The stability of species

During the voyage itself, although generalisations and theories are plentiful in his records, there are no indications that he had given up a belief in immutable, created species. The first stirrings of doubt about the fixity of species occur in the well-known passage in the ornithological notes written during the summer of 1836, when, homeward bound, he was concentrating on organising his notes on the birds he had collected. Then, Darwin wrote of the Galápagos mocking-bird specimens: ‘When I see these Islands in sight of each other, & possessed of but a scanty stock of animals, tenanted by these birds, but slightly differing in structure & filling the same place in nature, I must suspect they are only varieties . . . If there is the slightest foundation for these remarks the zoology of Archipelagoes—-will be well worth examining; for such facts would undermine the stability of Species’ (DAR 29.2: 73–4; ‘Ornithological notes’ p. 262).

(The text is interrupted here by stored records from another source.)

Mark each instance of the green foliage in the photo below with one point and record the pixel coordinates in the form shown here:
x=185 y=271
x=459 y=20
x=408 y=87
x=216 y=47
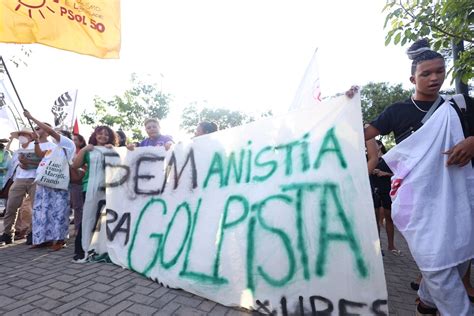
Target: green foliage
x=128 y=111
x=375 y=97
x=224 y=118
x=444 y=22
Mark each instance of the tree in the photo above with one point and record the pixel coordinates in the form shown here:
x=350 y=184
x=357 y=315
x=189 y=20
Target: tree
x=375 y=97
x=128 y=111
x=224 y=118
x=447 y=23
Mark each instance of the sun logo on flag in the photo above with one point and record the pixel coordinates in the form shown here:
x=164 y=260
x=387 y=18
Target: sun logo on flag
x=34 y=5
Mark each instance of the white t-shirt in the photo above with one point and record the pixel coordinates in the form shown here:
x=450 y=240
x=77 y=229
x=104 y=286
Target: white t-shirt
x=65 y=143
x=31 y=173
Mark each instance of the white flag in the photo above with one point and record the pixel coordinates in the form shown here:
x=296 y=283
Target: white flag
x=309 y=92
x=7 y=121
x=64 y=108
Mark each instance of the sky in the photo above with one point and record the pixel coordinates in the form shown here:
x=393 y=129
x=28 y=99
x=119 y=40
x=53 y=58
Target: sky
x=247 y=55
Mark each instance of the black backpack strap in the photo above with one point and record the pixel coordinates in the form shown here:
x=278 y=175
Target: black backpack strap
x=458 y=102
x=428 y=114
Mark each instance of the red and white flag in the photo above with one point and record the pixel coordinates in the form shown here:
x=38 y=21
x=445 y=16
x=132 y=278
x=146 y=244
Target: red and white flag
x=64 y=108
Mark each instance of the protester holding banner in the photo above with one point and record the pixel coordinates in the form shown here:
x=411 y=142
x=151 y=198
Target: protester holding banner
x=5 y=159
x=23 y=221
x=51 y=206
x=77 y=201
x=102 y=136
x=433 y=186
x=380 y=183
x=24 y=177
x=122 y=138
x=155 y=138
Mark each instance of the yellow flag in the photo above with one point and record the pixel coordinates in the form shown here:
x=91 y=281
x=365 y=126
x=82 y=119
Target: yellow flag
x=90 y=27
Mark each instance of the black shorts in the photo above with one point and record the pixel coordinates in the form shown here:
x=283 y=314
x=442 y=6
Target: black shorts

In the winter of 1836 the question of the stability of species awaited further consideration. As Darwin was able properly to consider the results of his and others’ examinations of the Beagle specimens the suggestion of instability developed into the conviction that species were mutable. By the spring of 1837 Darwin was a transmutationist and had embarked on the long task of collecting facts and constructing theories to explain this view of the origin of species.